When showing the source would not solve a checkpoint, it does not say that
it is a wrong thing to do. It also does not need to be changed into
something else. The people that want to show the source will probably gain
something from it.
I also think that source and content are not synonym.

The minimum requirement could be that the "current content" be presented as
HTML/XML code. This presentation could be radically different from what
source was used in to begin with.

Hans Riesebos
ALVA BV, The Netherlands
HRiesebos@alva-bv.nl

First Charles McCathieNevile wrote:
>
> I don't think that it is accesible - I think you are understimating the
> difficulty many people have in understanding a arkup language - both those
> with cognitive disabilities and many others. And in any case the solution
> will only really work for relatively simple markup languages - although it
is
> possible to learn postscript or RF as well as HTML there are not many
people
> who do it. Any reasonably complex XML language can become incomprehensible
> fairly quickly, and users should not be expected to read the language
> (otherwise why bother with a user agent that interprets it in the first
> place).

Then Ian Jacobs wrote
So what are our options?

1) Render the content by ignoring all markup. This may cause
   confusion as well since all structure is lost.

2) Render alternative content (or primary content for that matter)
   according to the rendering instructions of the markup language.
   This won't work for HTML or XML applications.

3) Require that the user agent implement a default style sheet
   for any markup language it supports. What should that style sheet
   be? We don't have a standard one for XML applications. One that comes
   to mind will present the content according to the structure of the
   document, which takes us back to the source view.

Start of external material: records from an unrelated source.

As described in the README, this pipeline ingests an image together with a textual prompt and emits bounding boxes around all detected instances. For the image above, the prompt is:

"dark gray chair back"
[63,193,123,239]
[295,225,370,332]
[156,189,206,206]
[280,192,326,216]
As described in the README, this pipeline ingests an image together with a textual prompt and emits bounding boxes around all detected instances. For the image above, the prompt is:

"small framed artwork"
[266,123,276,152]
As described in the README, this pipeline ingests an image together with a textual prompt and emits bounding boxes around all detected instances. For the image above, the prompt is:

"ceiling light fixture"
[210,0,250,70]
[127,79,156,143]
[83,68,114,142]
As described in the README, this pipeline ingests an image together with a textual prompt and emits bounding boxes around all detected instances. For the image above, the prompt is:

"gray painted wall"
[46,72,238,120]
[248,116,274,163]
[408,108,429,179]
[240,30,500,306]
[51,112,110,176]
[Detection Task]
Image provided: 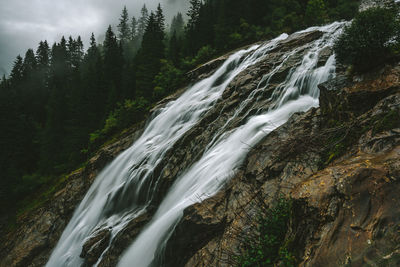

4) Require that the author supply a style sheet for all types of
content.
   I don't think this helps either the author or the user.

My fear is that we are going to try to define a line for what is
considered
accessible rendering. How do you determine that a user agent (even
a mainstream browser) has rendered content above that line? Where do you
draw that line?

I think it does make sense to say that the *minimal* requirement
is to make the document source available. (I can't think of anything
less than that, hence minimal).

Where do you draw the line after the minimal requirement?